Masyarakat sudah makin tidak percaya pada kelas politik. Usaha selama
tahun lalu untuk mengebiri pemberantasan korupsi, persepsi luas bahwa
keputusan pengadilan bisa dibeli, pendapat umum bahwa polisi adalah
lembaga paling korup—jadi kriminal!—di negara kita, itu pun dengan impunity,
mengancam kepercayaan masyarakat ke dalam kenegaraan kita yang
berdasarkan Pancasila. Kita jangan heran kalau makin banyak orang muda
muak dengan segala macam Negara Kesatuan Republik Indonesia alias NKRI,
empat pilar, dan lain-lain. Lalu, mereka mencari sesuatu yang sama
sekali baru, dan mengerikan, dalam ideologi-ideologi ekstremis dari
luar, baik agamais maupun sekuler.
Sudah waktunya kita akhiri toleransi terhadap korupsi. Kelas politik
harus merasakan bahwa kesabaran kita sudah habis.

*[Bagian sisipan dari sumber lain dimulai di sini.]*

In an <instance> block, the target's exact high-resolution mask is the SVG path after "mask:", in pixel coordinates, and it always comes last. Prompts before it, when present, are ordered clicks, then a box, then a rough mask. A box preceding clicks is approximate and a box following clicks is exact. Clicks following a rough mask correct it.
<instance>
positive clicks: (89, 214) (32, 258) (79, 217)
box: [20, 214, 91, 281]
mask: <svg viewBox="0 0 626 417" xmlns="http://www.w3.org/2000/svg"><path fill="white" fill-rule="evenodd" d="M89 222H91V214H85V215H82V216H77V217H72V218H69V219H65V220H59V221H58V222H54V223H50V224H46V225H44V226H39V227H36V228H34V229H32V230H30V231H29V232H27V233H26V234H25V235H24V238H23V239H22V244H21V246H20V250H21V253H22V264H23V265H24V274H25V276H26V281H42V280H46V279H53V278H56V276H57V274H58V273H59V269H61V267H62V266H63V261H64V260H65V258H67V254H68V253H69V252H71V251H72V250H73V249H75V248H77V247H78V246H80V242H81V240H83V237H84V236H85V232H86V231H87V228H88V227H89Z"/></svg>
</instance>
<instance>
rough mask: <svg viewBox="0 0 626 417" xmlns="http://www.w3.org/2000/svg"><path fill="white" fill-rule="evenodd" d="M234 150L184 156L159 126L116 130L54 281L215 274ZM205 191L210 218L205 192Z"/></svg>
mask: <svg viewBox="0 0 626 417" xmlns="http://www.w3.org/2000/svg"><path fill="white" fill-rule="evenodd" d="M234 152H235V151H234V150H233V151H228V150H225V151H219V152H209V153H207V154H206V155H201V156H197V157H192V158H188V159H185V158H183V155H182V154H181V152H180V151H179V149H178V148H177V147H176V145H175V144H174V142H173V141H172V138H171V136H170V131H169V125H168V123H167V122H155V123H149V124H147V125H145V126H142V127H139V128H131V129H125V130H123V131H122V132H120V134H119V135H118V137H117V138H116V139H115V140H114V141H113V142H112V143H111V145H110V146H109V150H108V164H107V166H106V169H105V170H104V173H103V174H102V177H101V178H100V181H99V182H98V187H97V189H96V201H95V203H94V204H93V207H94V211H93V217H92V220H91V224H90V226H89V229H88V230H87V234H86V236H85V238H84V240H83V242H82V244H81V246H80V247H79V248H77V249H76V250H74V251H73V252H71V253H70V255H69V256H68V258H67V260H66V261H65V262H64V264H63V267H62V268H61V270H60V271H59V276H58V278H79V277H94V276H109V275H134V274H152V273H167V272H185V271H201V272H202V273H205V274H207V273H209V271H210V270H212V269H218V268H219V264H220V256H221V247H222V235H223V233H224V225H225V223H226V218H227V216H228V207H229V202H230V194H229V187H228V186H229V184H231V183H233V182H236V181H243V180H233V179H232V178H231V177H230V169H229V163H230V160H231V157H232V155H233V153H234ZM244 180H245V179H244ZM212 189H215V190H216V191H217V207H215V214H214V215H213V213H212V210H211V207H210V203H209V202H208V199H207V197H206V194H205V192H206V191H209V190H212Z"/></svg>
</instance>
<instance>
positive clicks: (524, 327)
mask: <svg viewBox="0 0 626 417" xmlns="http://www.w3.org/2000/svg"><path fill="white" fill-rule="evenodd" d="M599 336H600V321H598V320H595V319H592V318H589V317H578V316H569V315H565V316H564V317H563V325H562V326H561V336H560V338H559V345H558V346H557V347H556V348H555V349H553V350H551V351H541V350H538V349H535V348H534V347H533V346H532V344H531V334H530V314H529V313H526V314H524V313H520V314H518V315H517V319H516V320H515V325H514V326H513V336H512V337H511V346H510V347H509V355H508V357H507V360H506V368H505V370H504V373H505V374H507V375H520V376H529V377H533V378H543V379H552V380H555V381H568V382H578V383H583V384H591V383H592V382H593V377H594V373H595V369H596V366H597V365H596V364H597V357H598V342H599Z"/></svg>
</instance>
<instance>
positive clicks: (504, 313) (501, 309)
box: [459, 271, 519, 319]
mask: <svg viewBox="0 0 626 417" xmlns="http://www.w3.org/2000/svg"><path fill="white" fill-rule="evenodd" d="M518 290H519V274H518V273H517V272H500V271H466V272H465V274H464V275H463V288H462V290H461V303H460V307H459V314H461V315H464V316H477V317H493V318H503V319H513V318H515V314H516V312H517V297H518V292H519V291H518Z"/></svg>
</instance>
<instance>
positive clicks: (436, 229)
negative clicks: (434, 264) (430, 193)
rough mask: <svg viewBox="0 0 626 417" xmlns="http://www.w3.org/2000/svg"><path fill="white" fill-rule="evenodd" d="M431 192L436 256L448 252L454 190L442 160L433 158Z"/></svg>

Masih ada harapan.
Masih ada wakil rakyat dan pemimpin politik yang tidak mau korup, yang
meyakini cita-cita bangsa. Sekarang waktunya untuk mulai. Revolusi
mental jangan kita tunda terus.
Franz Magnis-Suseno,
Guru Besar Sekolah Tinggi Filsafat di Jakarta
Versi cetak artikel ini terbit di harian Kompas edisi 31 Desember 2015, di halaman 6 dengan judul "Revolusi Mental".